The Electric Location-Routing Problem: Improved Formulations and Effects of Nonlinear Charging

TL;DR

This paper advances Electric Location-Routing Problem models by incorporating nonlinear charging, multiple station types, and improved formulations, leading to more accurate and effective EV fleet and infrastructure planning.

Contribution

It introduces novel formulations for ELRP that account for nonlinear charging and multiple station types, significantly improving solution quality over existing models.

Findings

Reduced average solution gap from 29.1% to 11.9%.

Improved solutions for 28 out of 74 instances.

Provided insights into nonlinear charging effects on infrastructure planning.

Abstract

Electric Location-Routing models (ELRP) can contribute to the effective planning of electric vehicles (EVs) fleets and charging infrastructure within EV logistic networks because it simultaneously combines routing and location decisions to find optimal solutions to the network design. This study introduces ELRP models that incorporate nonlinear charging process, multiple charging station types and develop new improved formulations to the problem.

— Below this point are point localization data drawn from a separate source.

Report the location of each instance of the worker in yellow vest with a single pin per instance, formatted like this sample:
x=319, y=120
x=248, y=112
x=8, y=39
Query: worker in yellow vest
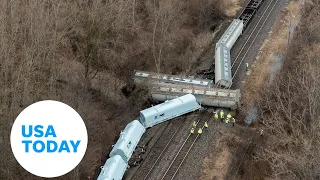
x=192, y=131
x=216, y=116
x=227, y=122
x=229, y=116
x=206, y=124
x=233, y=121
x=194, y=124
x=221, y=115
x=200, y=131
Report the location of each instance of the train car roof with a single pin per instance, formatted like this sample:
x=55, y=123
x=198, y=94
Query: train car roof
x=168, y=105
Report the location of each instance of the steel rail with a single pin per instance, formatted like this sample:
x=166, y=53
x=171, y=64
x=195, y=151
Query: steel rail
x=178, y=153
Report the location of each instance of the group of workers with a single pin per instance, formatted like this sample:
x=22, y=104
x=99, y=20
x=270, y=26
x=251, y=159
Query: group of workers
x=139, y=151
x=216, y=117
x=227, y=120
x=194, y=125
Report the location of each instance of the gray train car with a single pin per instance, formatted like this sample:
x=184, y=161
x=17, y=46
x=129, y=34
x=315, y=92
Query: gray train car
x=149, y=77
x=113, y=169
x=128, y=140
x=223, y=76
x=231, y=35
x=168, y=110
x=205, y=96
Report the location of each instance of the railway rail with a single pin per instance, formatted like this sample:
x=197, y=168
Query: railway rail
x=152, y=155
x=183, y=152
x=252, y=37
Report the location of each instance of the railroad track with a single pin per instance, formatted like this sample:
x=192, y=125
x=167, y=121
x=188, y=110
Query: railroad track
x=153, y=153
x=184, y=150
x=252, y=37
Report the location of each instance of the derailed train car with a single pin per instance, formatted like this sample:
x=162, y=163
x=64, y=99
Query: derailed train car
x=168, y=110
x=231, y=35
x=128, y=140
x=149, y=77
x=113, y=169
x=223, y=76
x=205, y=96
x=122, y=151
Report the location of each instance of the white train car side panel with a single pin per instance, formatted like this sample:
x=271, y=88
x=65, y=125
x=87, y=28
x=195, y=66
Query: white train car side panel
x=223, y=75
x=113, y=169
x=168, y=110
x=232, y=33
x=128, y=140
x=149, y=77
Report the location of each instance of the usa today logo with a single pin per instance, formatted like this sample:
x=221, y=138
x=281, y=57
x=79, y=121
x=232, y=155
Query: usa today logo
x=49, y=139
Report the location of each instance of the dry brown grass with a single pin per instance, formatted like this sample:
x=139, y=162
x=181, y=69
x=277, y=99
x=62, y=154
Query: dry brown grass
x=276, y=42
x=81, y=53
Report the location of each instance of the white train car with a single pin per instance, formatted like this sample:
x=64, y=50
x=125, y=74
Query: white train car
x=128, y=140
x=231, y=35
x=113, y=169
x=223, y=76
x=149, y=77
x=215, y=97
x=168, y=110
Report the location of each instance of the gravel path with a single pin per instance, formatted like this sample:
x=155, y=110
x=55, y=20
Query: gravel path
x=192, y=166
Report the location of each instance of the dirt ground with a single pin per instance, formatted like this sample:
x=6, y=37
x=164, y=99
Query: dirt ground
x=235, y=157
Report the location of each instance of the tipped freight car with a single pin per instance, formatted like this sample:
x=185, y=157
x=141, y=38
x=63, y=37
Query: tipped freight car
x=149, y=77
x=205, y=96
x=113, y=169
x=168, y=110
x=128, y=140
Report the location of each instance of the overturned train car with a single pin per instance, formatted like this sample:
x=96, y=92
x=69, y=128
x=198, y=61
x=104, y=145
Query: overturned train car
x=170, y=109
x=150, y=78
x=205, y=96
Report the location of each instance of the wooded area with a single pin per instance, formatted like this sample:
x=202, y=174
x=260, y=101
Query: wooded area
x=290, y=106
x=82, y=52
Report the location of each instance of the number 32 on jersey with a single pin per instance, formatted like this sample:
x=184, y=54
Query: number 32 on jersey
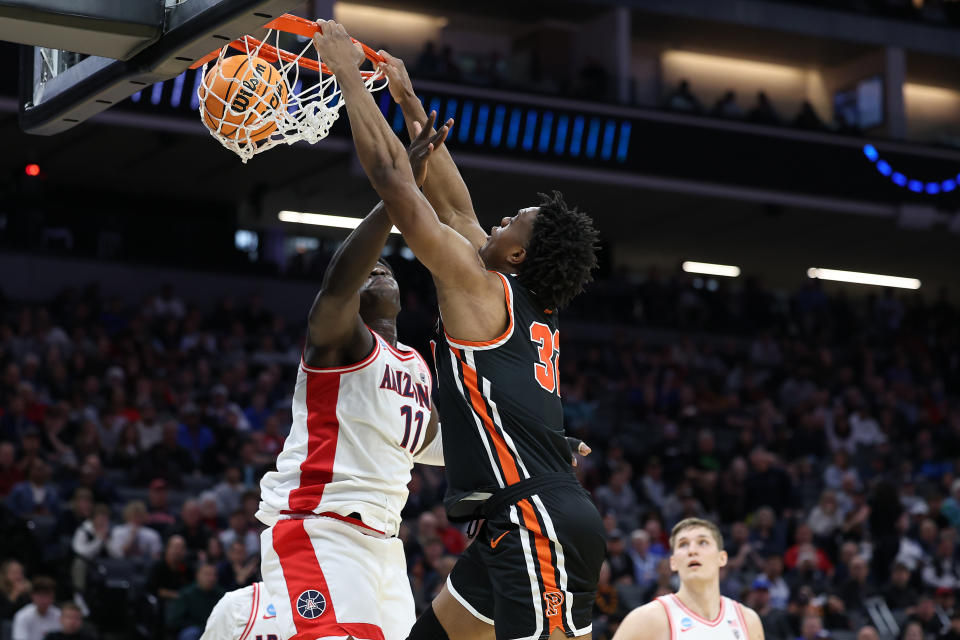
x=547, y=371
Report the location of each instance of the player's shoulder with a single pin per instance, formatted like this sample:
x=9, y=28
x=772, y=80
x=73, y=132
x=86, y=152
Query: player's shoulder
x=754, y=624
x=648, y=622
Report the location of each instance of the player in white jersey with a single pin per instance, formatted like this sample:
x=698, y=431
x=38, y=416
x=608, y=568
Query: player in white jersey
x=243, y=614
x=362, y=415
x=697, y=611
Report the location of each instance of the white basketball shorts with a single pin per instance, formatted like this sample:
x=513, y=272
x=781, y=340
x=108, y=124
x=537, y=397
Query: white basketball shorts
x=327, y=579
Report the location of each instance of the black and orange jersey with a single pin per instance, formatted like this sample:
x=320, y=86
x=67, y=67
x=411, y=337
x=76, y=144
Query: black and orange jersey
x=499, y=401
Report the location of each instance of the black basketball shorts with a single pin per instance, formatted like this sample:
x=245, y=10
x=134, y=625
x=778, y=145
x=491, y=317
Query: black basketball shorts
x=533, y=566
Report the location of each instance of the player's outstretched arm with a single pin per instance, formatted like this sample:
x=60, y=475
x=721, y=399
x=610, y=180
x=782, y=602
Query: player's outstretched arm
x=447, y=254
x=334, y=323
x=648, y=622
x=444, y=188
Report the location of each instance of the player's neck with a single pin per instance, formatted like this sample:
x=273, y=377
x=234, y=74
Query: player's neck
x=702, y=599
x=387, y=329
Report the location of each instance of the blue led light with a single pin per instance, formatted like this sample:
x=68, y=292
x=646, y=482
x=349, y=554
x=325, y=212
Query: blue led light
x=513, y=129
x=177, y=89
x=545, y=127
x=576, y=137
x=464, y=123
x=480, y=134
x=529, y=129
x=560, y=142
x=593, y=137
x=496, y=134
x=194, y=98
x=608, y=132
x=624, y=144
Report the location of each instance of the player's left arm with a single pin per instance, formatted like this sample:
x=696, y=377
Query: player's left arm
x=431, y=451
x=754, y=625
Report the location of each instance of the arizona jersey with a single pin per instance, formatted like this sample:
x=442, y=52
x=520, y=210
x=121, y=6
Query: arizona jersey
x=244, y=614
x=730, y=624
x=350, y=449
x=500, y=401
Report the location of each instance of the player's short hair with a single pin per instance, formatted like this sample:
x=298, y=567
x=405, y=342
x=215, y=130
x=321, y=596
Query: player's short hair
x=561, y=253
x=690, y=523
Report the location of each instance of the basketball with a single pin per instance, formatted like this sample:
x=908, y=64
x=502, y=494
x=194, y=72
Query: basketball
x=237, y=93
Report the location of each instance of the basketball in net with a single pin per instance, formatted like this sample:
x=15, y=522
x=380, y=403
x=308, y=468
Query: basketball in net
x=239, y=97
x=268, y=95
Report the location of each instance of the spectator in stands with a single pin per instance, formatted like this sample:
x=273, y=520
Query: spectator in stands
x=239, y=529
x=71, y=624
x=726, y=107
x=171, y=573
x=10, y=472
x=159, y=515
x=14, y=589
x=36, y=496
x=39, y=617
x=132, y=539
x=188, y=613
x=644, y=560
x=191, y=527
x=682, y=99
x=238, y=569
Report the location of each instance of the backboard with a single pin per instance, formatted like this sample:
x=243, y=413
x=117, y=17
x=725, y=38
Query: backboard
x=79, y=57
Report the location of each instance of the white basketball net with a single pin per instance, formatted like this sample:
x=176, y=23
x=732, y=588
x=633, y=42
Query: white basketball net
x=312, y=106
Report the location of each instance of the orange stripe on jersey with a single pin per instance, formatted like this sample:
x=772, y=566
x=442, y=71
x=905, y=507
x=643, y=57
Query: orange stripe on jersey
x=507, y=465
x=547, y=570
x=486, y=343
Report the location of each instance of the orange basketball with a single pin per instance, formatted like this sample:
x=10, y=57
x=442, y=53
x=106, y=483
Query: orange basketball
x=237, y=92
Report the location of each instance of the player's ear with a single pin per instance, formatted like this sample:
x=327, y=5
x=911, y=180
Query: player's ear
x=517, y=256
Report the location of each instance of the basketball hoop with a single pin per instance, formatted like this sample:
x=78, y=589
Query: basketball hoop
x=302, y=104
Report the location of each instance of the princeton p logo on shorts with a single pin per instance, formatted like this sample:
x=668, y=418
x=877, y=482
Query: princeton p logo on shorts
x=554, y=600
x=311, y=604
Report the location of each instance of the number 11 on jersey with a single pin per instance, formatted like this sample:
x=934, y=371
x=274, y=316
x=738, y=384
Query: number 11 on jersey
x=547, y=371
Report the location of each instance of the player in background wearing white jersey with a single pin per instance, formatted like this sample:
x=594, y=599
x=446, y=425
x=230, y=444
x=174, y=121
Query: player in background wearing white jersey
x=362, y=415
x=243, y=614
x=697, y=611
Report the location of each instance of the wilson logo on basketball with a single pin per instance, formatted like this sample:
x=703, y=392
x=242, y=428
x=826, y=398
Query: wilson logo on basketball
x=554, y=600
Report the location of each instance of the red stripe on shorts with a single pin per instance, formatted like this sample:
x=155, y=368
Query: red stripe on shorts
x=302, y=572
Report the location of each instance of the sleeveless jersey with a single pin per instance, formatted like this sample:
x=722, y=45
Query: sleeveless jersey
x=244, y=614
x=730, y=624
x=500, y=401
x=350, y=449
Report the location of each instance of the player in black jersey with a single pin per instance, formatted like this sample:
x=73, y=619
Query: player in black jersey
x=532, y=570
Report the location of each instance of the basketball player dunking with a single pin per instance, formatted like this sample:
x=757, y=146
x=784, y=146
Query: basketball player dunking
x=362, y=415
x=697, y=611
x=532, y=570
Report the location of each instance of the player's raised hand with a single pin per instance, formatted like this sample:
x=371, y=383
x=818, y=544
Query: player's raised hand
x=401, y=89
x=335, y=46
x=424, y=144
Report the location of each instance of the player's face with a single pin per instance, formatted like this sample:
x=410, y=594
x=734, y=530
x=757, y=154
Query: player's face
x=507, y=242
x=380, y=291
x=696, y=555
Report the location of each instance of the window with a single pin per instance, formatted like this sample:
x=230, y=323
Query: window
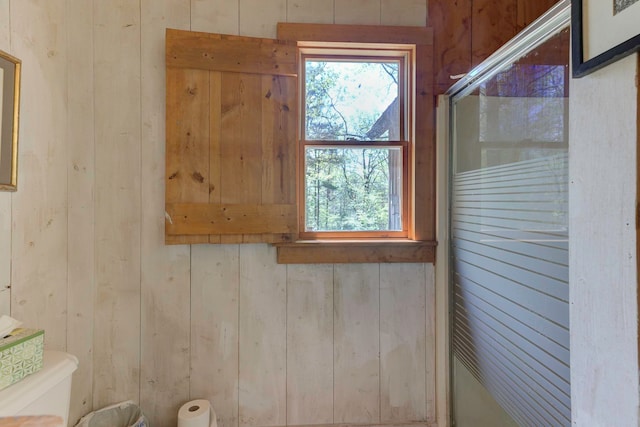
x=348, y=179
x=355, y=141
x=333, y=228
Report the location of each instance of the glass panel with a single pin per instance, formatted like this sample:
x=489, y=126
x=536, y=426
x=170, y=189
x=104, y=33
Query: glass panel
x=353, y=189
x=509, y=239
x=351, y=101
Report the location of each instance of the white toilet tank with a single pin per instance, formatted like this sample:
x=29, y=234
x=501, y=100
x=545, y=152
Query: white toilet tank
x=47, y=392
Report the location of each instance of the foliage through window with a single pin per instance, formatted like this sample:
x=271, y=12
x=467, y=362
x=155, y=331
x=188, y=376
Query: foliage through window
x=354, y=142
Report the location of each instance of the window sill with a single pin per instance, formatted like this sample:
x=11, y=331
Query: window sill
x=356, y=251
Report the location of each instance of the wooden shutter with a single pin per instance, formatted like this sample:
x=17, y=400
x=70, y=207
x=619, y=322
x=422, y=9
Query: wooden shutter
x=231, y=139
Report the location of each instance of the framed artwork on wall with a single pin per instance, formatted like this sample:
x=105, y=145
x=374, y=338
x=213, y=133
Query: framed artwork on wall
x=603, y=31
x=9, y=112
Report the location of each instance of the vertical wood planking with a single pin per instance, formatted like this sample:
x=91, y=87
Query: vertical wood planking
x=424, y=160
x=117, y=133
x=215, y=135
x=262, y=346
x=39, y=234
x=215, y=16
x=529, y=11
x=81, y=181
x=402, y=342
x=430, y=343
x=311, y=11
x=404, y=12
x=494, y=23
x=5, y=198
x=279, y=121
x=187, y=160
x=242, y=168
x=258, y=18
x=165, y=281
x=356, y=343
x=309, y=344
x=364, y=12
x=451, y=22
x=215, y=287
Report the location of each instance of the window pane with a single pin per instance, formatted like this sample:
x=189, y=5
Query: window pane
x=353, y=189
x=351, y=101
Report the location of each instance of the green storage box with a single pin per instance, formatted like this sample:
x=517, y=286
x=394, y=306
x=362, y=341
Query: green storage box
x=21, y=354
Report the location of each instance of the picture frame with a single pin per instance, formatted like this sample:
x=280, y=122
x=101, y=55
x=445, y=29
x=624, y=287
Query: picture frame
x=9, y=119
x=602, y=32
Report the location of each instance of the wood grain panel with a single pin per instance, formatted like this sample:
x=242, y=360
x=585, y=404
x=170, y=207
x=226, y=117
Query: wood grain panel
x=494, y=24
x=403, y=12
x=451, y=22
x=424, y=194
x=219, y=16
x=39, y=236
x=215, y=287
x=402, y=342
x=529, y=11
x=357, y=12
x=187, y=146
x=258, y=17
x=311, y=11
x=165, y=279
x=279, y=151
x=310, y=344
x=241, y=149
x=118, y=205
x=81, y=210
x=235, y=54
x=215, y=140
x=263, y=310
x=356, y=344
x=357, y=33
x=355, y=252
x=193, y=218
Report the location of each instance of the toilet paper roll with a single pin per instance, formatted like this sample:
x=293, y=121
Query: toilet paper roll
x=197, y=413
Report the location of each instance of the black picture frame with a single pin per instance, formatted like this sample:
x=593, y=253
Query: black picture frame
x=582, y=67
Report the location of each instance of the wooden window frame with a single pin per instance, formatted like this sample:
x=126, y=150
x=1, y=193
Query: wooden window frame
x=405, y=55
x=419, y=243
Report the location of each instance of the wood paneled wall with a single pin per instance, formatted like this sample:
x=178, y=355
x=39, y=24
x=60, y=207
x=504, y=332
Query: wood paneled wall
x=468, y=31
x=81, y=241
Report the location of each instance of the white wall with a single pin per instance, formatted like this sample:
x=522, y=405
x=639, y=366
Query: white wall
x=81, y=242
x=603, y=271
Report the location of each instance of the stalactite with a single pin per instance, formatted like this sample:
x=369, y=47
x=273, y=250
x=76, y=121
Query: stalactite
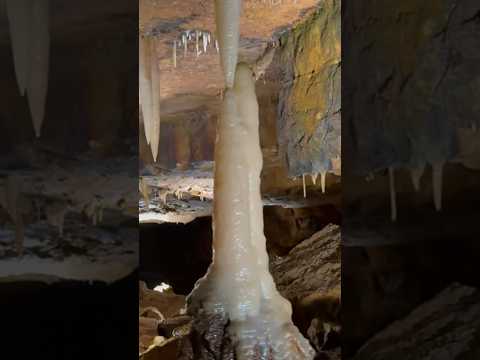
x=155, y=137
x=227, y=14
x=19, y=13
x=144, y=191
x=323, y=179
x=238, y=285
x=204, y=42
x=39, y=63
x=197, y=49
x=174, y=53
x=437, y=179
x=149, y=91
x=145, y=84
x=416, y=175
x=304, y=186
x=393, y=196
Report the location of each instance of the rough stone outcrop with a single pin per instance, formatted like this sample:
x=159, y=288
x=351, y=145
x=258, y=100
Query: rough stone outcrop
x=309, y=120
x=309, y=276
x=311, y=266
x=446, y=327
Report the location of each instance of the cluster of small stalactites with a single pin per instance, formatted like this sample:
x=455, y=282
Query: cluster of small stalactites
x=416, y=173
x=201, y=41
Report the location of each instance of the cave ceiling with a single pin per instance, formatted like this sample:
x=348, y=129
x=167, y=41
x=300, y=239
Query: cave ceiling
x=196, y=83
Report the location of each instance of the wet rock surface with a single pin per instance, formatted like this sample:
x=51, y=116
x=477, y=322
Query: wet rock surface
x=309, y=120
x=311, y=266
x=437, y=65
x=309, y=276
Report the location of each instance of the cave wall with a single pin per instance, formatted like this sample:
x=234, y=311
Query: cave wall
x=411, y=81
x=309, y=120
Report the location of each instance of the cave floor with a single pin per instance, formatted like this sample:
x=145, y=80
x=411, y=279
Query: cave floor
x=181, y=196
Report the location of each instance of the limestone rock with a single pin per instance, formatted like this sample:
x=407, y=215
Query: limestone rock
x=437, y=65
x=309, y=118
x=312, y=266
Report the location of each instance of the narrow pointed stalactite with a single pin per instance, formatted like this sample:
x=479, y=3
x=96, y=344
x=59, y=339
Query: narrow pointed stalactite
x=37, y=84
x=145, y=84
x=155, y=127
x=238, y=292
x=19, y=13
x=227, y=13
x=437, y=180
x=323, y=179
x=14, y=200
x=304, y=186
x=149, y=91
x=416, y=175
x=30, y=34
x=197, y=49
x=174, y=53
x=393, y=195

Existing ELRP models commonly assume a linear charging process and employ a node-based formulation for tracking EV energy and time consumption. In contrast, we propose novel formulations offering alternative approaches for modeling EV energy, time consumption, and nonlinear charging. Through extensive computational experiments, our analysis demonstrates the effectiveness of the new formulations, reducing the average gap from 29.1% to 11.9%, yielding improved solutions for 28 out of 74 instances compared to the node-based formulation. Moreover, our findings provide valuable insights into the strategic implications of nonlinear charging in ELRP decision-making, offering new perspectives for planning charging infrastructure in EV logistic networks.